I never used his neo mags before, so i assumed that his ice neo mags would be closer to his poly mags. based on his ebay description

But if your getting that much difference, I was wrong, it seem all of his neo mags may better off for drag racing.

His poly mags made some great speed with my 3 ohm arms



> I thought you said '60 ohm', and I thought, wow, those MM arms would do well with these


:lol:

yeah i see your point, it does look that way.


----------



## lenny (Feb 29, 2000)

TeamMadMarsupial said:


> I measure my magnet strengths using the scale method .


What is the scale method?


----------



## TeamMadMarsupial (Dec 23, 2012)

Gotta agree with the Drag Racing thought. These Neo magnets almost turn the cars into inline magnet cars. Throttle control with anything above a 35 ohm controller becomes almost an on/off switch. I've actually been looking at wiring up a 15 ohm to try to get some low end response with these magnets.


----------



## slotking (May 27, 2008)

> What is the scale method?


Using a scale with a cover
the magnet is placed on the cover. the magnet then pulls the scales metal plate up giving it a negative reading.

some guys make ther own jigs.
some use the VRP magnet tool
some use a gauss meter
I use my Iphone (video at the video library)


----------



## SouthLyonBen (Mar 14, 2012)

TeamMadMarsupial said:


> Gotta agree with the Drag Racing thought. These Neo magnets almost turn the cars into inline magnet cars. Throttle control with anything above a 35 ohm controller becomes almost an on/off switch. I've actually been looking at wiring up a 15 ohm to try to get some low end response with these magnets.

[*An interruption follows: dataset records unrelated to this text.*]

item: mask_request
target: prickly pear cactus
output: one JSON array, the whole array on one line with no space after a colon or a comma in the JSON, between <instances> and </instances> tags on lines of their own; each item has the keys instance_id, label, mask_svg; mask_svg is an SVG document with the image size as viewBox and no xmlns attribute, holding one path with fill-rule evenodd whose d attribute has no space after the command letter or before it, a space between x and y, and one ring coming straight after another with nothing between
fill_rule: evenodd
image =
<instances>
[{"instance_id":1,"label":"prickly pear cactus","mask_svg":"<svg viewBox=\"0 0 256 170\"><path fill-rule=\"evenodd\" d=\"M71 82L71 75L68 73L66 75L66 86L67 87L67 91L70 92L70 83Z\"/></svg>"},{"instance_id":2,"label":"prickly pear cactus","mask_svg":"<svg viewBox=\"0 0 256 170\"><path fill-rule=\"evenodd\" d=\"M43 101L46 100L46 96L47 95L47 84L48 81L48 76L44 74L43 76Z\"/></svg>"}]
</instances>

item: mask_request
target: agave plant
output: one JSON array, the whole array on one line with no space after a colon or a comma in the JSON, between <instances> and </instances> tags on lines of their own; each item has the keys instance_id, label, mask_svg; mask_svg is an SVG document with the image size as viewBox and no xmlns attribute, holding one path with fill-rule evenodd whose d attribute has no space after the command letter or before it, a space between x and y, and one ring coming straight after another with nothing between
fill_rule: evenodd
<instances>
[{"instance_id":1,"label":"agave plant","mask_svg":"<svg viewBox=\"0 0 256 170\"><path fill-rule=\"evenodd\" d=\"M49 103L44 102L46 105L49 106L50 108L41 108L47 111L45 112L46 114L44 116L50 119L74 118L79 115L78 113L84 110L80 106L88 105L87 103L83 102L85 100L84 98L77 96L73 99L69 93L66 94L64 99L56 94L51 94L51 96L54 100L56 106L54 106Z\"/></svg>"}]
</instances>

I used a set of Poly mags in my fave A/FX chassis with a mean green and it made the car A rocket on a straight but the strong mags cut a lot of the flywheel effect of the pancake arm so it changed the mannerisms of the car a lot so it was bittersweet ya know?


----------



## slotking (May 27, 2008)

> A rocket on a straight but the strong mags cut a lot of the flywheel effect of the pancake arm so it changed the mannerisms of the car a lot so it was bittersweet ya know?


oh yeah
you have to lean to drive deep and drive through the turn.
no coasting allowed LOL

you have not just the motor/mags slowing you down, but the traction as well.
but you can drive the turns faster

.450 to .456 tire on the rear really helped with handling


----------